How the wind farm capacity factor and a tax subsidy can beef up a utility's bottom line.
Dr. Gary C. Young is a consulting engineer and founder of GYCO Inc.
Many interested by a profit motive or an environmental motive wax eloquently about the economy of wind farms to generate electricity, since wind energy is an environmentally friendly source of energy or "green power." Thus, the interest in wind farms attracts the attention of citizens, environmental groups, politicians, and commercial companies.
With this diverse interest, a sense of direction is needed to bring a reality check on the economics of wind farms. Consider the following example for a large-scale wind farm.
MidAmerican Energy Inc. plans to build the world's largest wind energy generation project in Iowa.1 The reportedly $323 million project will consist of 180 to 200 wind turbines and have a capacity of 310 MW. An additional capital cost of $15 million for interconnecting and development adds up to a total estimated capital cost of $338 million for the economic evaluation. Landowners will be paid $4,000 per turbine annually for easements.
With this data as a basis, consider the economics of this project in two case studies (see next page).

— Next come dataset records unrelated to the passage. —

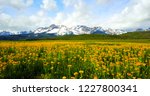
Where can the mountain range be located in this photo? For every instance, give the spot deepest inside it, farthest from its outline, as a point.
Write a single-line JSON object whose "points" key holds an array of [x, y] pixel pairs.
{"points": [[60, 30]]}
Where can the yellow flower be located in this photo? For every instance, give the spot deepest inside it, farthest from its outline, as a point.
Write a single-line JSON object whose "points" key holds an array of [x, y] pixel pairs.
{"points": [[95, 77]]}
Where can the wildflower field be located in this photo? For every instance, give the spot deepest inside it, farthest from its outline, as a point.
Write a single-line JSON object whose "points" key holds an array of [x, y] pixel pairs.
{"points": [[74, 59]]}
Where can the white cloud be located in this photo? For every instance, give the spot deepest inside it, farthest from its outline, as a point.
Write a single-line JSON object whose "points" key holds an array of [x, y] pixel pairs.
{"points": [[69, 2], [135, 15], [81, 14], [18, 4], [103, 1], [20, 23], [49, 5]]}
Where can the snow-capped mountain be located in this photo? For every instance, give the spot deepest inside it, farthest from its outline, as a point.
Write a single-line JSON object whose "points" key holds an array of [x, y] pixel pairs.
{"points": [[57, 30], [76, 30]]}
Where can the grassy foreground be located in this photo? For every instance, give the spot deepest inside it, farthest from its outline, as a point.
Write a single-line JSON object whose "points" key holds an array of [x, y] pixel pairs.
{"points": [[74, 59]]}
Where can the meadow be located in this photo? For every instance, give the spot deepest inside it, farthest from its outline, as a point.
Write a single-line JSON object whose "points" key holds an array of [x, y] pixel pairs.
{"points": [[76, 59]]}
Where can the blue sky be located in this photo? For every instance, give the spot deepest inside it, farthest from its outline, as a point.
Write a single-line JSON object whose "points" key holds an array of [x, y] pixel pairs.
{"points": [[18, 15]]}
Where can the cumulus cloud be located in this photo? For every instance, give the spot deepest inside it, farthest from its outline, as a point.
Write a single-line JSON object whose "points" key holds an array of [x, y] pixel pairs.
{"points": [[18, 4], [79, 15], [135, 15], [49, 5], [69, 2], [21, 23], [103, 1]]}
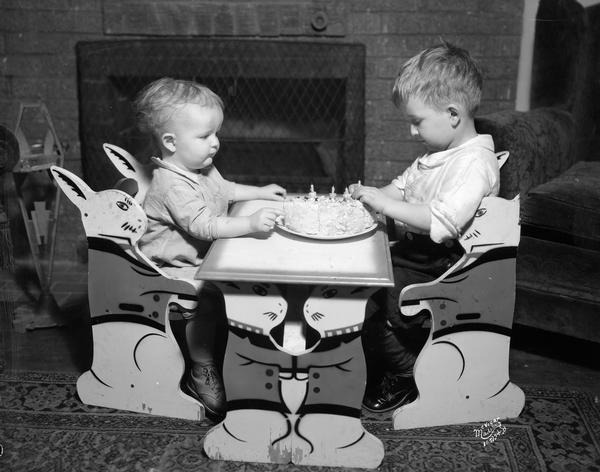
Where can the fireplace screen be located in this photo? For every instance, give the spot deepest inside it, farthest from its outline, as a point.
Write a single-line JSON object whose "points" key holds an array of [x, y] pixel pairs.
{"points": [[294, 111]]}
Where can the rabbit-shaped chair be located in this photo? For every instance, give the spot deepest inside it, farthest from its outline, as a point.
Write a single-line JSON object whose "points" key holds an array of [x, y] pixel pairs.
{"points": [[131, 170], [137, 363], [462, 371]]}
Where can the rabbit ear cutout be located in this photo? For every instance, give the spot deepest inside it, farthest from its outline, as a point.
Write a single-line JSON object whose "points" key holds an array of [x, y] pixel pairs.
{"points": [[121, 159], [502, 157], [74, 188]]}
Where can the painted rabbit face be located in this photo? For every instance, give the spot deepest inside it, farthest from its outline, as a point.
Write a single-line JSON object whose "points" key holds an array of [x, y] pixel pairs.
{"points": [[265, 300], [327, 304], [109, 213], [495, 224]]}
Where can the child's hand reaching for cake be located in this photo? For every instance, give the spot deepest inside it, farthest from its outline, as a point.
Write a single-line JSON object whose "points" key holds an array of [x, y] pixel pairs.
{"points": [[264, 219], [272, 192], [371, 196]]}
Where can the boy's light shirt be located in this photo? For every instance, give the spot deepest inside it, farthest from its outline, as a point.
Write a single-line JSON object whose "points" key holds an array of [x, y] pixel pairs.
{"points": [[183, 208], [453, 183]]}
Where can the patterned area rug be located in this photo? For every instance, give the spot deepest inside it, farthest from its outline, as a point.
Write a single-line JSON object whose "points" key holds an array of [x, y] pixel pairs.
{"points": [[44, 427]]}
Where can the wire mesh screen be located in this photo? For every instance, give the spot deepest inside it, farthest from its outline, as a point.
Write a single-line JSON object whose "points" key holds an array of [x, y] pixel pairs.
{"points": [[294, 111]]}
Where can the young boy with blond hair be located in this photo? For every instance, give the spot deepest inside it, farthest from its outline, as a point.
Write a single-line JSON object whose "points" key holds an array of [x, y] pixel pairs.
{"points": [[187, 204], [432, 202]]}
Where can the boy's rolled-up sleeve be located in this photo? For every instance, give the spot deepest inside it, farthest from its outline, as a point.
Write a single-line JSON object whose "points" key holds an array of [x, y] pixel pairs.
{"points": [[459, 198], [192, 214]]}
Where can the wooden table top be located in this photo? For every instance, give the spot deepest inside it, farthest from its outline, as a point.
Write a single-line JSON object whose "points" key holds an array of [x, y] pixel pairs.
{"points": [[281, 257]]}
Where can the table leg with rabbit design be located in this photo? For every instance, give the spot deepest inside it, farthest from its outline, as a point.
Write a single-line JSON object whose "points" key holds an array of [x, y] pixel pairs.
{"points": [[294, 369], [295, 376]]}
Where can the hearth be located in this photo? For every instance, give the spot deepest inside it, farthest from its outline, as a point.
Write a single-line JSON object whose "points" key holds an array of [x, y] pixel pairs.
{"points": [[294, 111]]}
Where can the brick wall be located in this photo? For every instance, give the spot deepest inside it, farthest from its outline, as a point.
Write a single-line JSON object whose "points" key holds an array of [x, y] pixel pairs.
{"points": [[38, 37]]}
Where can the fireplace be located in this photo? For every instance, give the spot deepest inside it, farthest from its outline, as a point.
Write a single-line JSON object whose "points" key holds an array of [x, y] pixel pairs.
{"points": [[294, 111]]}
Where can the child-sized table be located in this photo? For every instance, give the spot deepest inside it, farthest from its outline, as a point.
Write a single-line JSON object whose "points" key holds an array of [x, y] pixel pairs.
{"points": [[294, 368]]}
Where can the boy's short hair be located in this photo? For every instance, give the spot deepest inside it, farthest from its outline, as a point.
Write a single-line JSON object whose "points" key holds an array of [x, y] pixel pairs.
{"points": [[440, 75], [156, 103]]}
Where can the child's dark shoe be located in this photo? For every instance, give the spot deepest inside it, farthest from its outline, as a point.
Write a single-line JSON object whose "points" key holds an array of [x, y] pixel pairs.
{"points": [[392, 392], [204, 383]]}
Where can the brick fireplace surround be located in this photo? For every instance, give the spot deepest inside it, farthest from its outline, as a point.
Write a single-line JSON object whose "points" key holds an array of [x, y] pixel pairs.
{"points": [[38, 40]]}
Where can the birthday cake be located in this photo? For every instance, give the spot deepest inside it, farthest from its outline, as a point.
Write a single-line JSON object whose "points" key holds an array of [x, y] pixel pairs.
{"points": [[326, 215]]}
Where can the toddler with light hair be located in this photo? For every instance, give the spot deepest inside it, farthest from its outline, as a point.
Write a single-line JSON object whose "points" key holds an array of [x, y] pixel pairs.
{"points": [[431, 202]]}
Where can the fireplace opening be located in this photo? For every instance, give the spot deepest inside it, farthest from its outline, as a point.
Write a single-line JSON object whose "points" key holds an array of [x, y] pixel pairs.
{"points": [[294, 111]]}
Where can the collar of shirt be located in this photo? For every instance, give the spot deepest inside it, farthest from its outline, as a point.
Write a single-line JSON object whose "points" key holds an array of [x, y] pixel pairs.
{"points": [[436, 159], [194, 177]]}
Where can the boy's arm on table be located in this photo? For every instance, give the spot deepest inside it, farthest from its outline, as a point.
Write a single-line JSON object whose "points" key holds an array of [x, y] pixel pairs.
{"points": [[260, 221], [386, 201], [252, 192]]}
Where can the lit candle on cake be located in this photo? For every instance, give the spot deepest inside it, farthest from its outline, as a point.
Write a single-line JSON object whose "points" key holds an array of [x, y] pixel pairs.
{"points": [[346, 195]]}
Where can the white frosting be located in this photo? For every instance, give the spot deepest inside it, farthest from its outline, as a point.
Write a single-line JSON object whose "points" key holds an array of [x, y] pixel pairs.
{"points": [[326, 216]]}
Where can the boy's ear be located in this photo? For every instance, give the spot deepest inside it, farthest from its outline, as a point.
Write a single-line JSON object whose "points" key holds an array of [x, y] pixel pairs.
{"points": [[455, 114], [168, 141]]}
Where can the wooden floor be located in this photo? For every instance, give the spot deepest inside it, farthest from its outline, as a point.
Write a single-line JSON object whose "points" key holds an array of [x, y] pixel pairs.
{"points": [[537, 358]]}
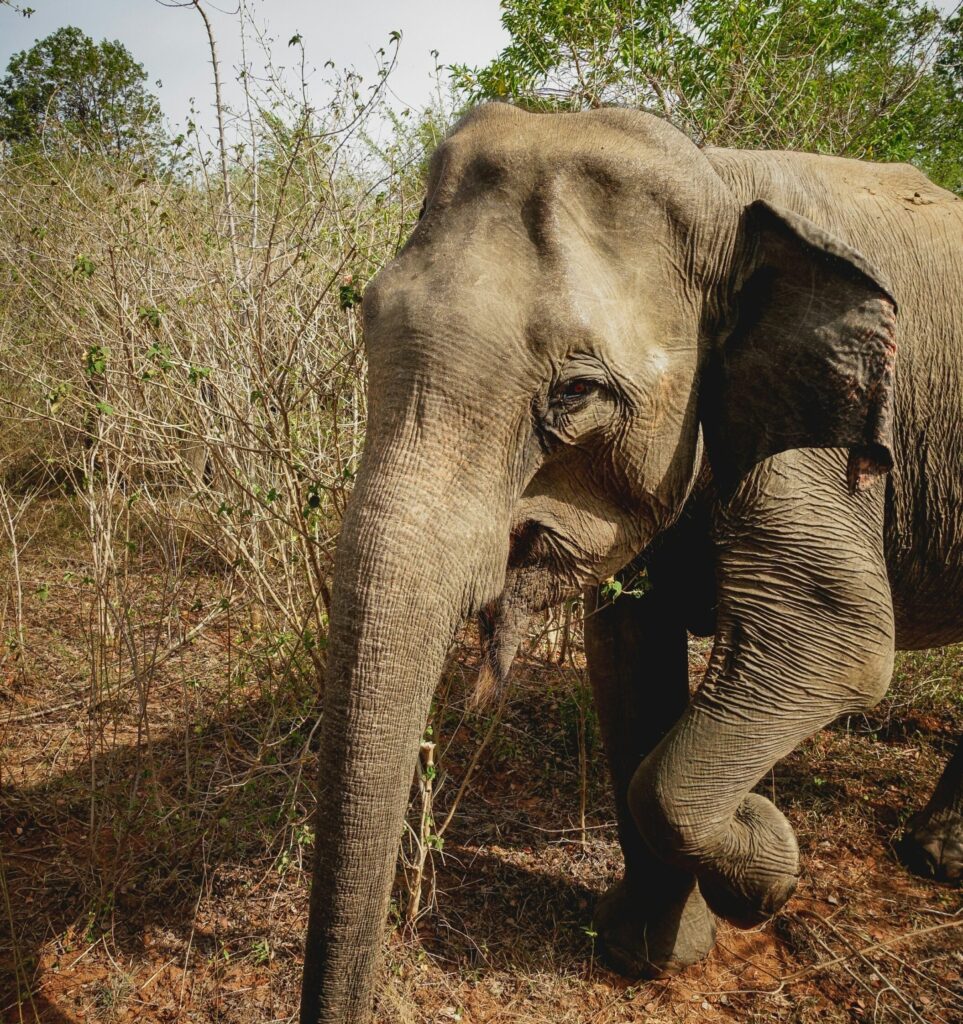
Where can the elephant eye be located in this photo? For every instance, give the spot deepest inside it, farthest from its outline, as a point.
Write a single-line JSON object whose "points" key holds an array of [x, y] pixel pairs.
{"points": [[576, 390]]}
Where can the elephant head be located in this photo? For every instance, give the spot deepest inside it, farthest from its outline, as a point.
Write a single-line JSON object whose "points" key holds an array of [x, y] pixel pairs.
{"points": [[582, 299]]}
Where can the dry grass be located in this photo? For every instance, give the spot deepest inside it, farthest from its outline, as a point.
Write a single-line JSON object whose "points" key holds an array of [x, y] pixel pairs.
{"points": [[154, 856]]}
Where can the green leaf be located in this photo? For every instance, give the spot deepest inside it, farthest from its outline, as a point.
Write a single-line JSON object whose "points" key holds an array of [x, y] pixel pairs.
{"points": [[95, 363], [84, 266]]}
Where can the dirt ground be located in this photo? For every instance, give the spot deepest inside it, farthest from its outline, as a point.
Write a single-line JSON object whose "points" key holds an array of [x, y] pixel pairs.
{"points": [[156, 834]]}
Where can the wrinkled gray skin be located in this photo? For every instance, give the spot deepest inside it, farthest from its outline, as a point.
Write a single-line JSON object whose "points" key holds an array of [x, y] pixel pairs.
{"points": [[584, 300]]}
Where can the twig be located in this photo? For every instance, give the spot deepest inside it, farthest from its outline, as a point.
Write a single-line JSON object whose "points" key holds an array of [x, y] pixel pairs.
{"points": [[164, 655]]}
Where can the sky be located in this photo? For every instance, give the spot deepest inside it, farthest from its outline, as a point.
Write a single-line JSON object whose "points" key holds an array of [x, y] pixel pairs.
{"points": [[172, 46]]}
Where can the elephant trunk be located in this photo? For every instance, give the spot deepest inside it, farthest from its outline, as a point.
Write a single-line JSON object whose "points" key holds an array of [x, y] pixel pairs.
{"points": [[408, 562]]}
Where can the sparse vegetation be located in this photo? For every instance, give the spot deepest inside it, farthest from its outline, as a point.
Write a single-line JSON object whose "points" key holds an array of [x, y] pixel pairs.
{"points": [[181, 390]]}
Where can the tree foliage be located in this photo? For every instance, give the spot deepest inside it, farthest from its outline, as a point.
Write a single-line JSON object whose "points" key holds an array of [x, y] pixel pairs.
{"points": [[70, 90], [879, 79]]}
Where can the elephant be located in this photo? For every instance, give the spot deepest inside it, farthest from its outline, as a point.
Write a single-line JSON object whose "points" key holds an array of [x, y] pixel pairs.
{"points": [[602, 345]]}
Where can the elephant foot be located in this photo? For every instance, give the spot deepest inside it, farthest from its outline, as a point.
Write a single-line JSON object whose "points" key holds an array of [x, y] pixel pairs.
{"points": [[749, 883], [644, 936], [932, 846]]}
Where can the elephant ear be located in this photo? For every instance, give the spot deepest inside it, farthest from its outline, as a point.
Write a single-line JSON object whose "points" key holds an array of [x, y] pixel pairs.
{"points": [[809, 363]]}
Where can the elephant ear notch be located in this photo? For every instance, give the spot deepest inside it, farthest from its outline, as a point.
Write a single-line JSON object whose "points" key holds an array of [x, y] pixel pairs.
{"points": [[810, 359]]}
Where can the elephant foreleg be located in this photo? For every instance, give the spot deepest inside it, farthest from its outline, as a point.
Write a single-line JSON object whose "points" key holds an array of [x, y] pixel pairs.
{"points": [[804, 634], [933, 844], [655, 921]]}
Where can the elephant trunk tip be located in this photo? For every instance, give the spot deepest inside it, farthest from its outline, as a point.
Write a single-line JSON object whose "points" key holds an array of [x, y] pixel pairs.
{"points": [[486, 686], [500, 637]]}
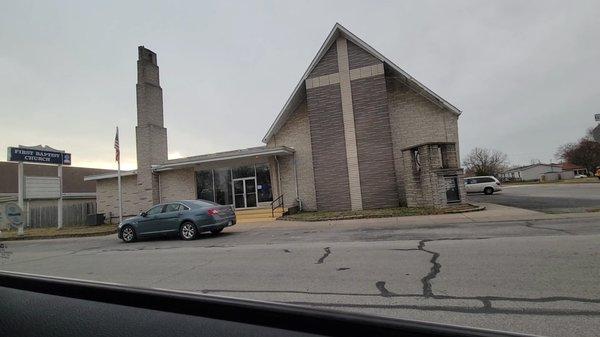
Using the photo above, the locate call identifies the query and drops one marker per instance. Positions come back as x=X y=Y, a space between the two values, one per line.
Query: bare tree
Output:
x=585 y=153
x=486 y=162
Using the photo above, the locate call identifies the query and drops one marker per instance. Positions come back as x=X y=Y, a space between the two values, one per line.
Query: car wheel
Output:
x=216 y=231
x=187 y=231
x=128 y=234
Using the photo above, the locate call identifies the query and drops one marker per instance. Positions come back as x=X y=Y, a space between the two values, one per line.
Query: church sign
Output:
x=23 y=154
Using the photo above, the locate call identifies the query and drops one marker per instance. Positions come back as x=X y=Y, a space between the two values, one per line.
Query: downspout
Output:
x=278 y=177
x=159 y=192
x=296 y=180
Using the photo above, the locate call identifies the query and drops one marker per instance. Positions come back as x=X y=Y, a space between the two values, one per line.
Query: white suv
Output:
x=485 y=184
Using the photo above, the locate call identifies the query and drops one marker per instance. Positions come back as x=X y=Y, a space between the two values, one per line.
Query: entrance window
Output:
x=204 y=185
x=222 y=186
x=223 y=193
x=263 y=183
x=243 y=171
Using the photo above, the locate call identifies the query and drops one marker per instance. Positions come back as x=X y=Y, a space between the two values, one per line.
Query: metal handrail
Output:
x=279 y=199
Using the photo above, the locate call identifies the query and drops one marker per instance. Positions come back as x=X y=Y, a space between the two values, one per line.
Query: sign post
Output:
x=14 y=216
x=60 y=197
x=41 y=155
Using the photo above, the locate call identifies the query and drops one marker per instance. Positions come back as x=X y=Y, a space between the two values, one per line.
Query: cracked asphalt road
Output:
x=537 y=277
x=548 y=198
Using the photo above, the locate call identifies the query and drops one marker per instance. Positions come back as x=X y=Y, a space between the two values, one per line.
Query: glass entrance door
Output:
x=244 y=192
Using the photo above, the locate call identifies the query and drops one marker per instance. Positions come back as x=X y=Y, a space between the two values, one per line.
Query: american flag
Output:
x=117 y=151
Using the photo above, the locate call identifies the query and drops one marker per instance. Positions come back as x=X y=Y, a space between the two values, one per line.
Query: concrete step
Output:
x=257 y=215
x=255 y=211
x=243 y=221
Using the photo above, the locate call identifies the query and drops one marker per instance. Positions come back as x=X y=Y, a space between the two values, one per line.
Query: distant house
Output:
x=571 y=170
x=530 y=172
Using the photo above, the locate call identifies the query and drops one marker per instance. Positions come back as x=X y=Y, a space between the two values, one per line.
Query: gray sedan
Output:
x=185 y=217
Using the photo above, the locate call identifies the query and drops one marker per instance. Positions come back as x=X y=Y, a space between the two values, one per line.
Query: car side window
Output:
x=172 y=208
x=154 y=210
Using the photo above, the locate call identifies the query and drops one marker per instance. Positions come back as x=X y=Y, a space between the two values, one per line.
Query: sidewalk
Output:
x=492 y=213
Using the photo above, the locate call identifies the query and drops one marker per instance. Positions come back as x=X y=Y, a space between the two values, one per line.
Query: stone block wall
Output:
x=107 y=196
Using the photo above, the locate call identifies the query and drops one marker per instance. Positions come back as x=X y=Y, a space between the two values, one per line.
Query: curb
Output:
x=59 y=236
x=475 y=208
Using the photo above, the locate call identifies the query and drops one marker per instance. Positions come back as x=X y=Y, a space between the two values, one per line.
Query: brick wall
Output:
x=177 y=185
x=295 y=134
x=415 y=120
x=374 y=143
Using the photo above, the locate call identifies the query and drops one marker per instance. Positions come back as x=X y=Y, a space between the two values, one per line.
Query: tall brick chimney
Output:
x=150 y=134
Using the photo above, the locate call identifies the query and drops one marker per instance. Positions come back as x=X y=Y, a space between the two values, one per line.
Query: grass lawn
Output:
x=65 y=232
x=375 y=213
x=569 y=181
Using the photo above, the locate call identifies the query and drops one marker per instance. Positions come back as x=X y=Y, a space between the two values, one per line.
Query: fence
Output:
x=73 y=215
x=44 y=213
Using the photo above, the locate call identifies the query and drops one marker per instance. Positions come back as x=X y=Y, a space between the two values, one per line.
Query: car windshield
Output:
x=423 y=160
x=202 y=203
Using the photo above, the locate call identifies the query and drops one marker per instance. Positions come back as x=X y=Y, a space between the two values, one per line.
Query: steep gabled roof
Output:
x=299 y=92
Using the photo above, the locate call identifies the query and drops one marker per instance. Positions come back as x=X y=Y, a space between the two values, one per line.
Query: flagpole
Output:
x=119 y=182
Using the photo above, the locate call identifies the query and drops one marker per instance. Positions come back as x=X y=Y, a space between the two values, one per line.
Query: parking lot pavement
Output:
x=548 y=198
x=533 y=276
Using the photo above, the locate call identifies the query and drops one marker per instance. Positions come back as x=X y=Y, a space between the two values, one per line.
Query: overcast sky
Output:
x=526 y=74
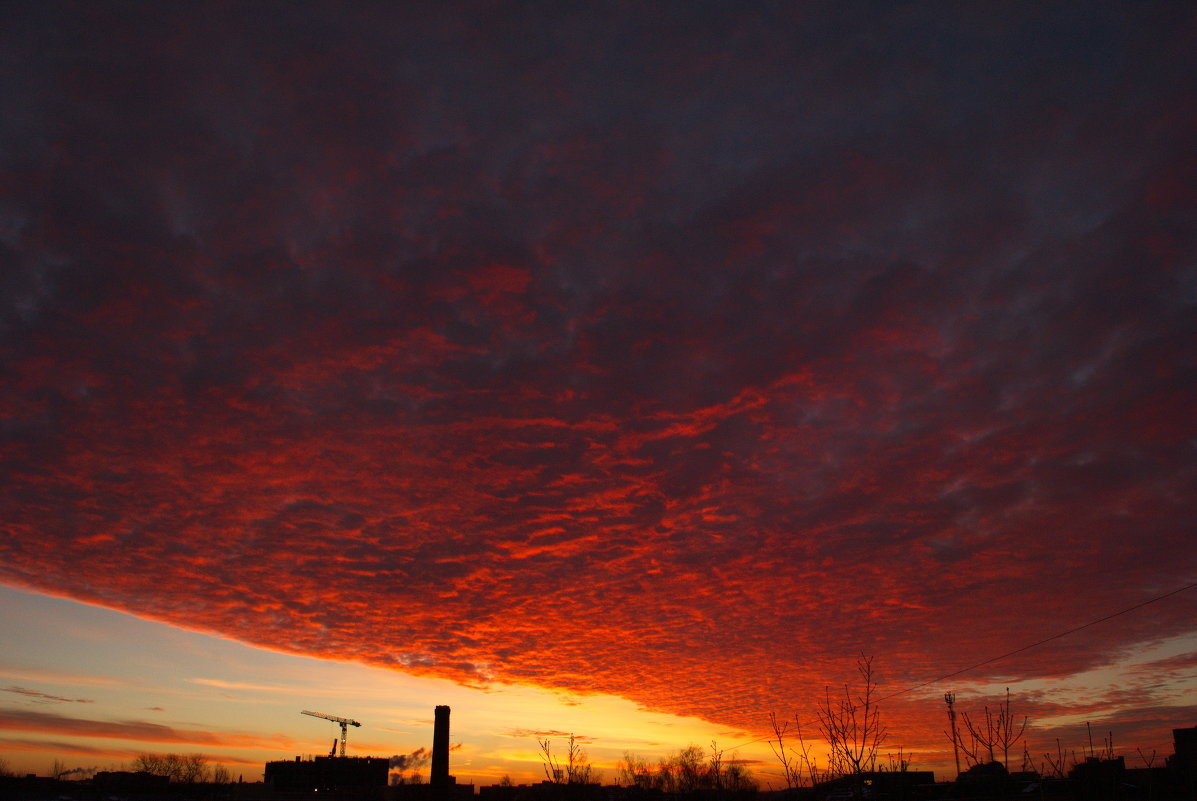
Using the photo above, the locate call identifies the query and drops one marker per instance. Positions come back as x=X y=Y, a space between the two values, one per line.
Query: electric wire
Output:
x=1015 y=651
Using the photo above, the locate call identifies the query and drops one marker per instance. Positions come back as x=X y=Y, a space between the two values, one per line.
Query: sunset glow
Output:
x=618 y=372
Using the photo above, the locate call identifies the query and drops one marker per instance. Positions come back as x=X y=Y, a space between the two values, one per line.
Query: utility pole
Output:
x=949 y=699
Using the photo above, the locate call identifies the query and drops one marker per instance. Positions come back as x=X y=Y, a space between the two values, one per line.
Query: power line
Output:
x=1016 y=650
x=1036 y=644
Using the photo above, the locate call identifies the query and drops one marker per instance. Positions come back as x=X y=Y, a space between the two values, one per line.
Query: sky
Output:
x=613 y=369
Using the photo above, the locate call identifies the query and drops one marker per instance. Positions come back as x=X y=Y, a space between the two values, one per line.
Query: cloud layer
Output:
x=675 y=355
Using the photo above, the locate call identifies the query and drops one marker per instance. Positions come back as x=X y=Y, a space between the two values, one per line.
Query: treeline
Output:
x=182 y=769
x=690 y=770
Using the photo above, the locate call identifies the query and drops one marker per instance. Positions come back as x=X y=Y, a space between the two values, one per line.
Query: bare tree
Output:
x=851 y=723
x=798 y=768
x=1000 y=733
x=635 y=771
x=576 y=770
x=184 y=769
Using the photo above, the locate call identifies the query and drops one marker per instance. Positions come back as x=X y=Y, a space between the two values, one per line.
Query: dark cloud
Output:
x=645 y=352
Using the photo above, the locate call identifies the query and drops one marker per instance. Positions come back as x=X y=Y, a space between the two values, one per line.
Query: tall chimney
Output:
x=439 y=776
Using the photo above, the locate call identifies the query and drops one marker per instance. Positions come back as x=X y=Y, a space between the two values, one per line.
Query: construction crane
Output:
x=344 y=721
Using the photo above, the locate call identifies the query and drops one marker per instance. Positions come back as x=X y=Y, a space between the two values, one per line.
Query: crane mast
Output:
x=344 y=721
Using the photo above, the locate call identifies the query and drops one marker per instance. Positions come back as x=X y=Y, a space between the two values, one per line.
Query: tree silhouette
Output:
x=851 y=723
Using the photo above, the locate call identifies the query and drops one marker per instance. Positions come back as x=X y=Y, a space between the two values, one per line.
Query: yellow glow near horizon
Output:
x=70 y=662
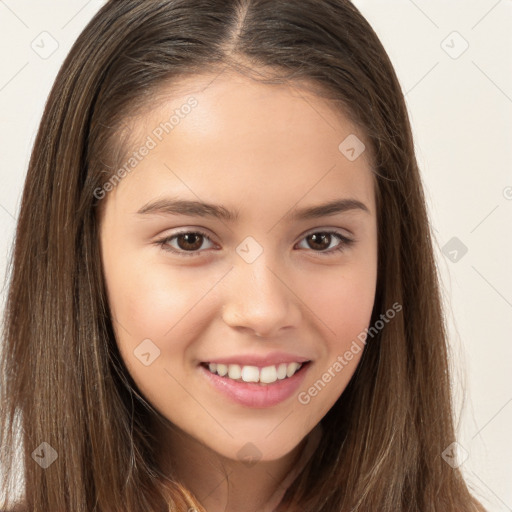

Case 1 uses a capacity factor of 35 percent to approximate a break-even cost of 3.4 cents kWh for wind-generated electric power from a large wind farm. If a more detailed economic analysis is done using the Modified Accelerated Cost Recovery System (MACRS), the break-even price for wind energy turns out to be 3.4 cents/kWh-illustrating that the approximation method can be useful. For another site where the capacity factor is lower and the site-specific case has a capacity factor of 20 percent,2 the break-even cost increases and the value becomes about 5.9 cents/kWh using the approximation method.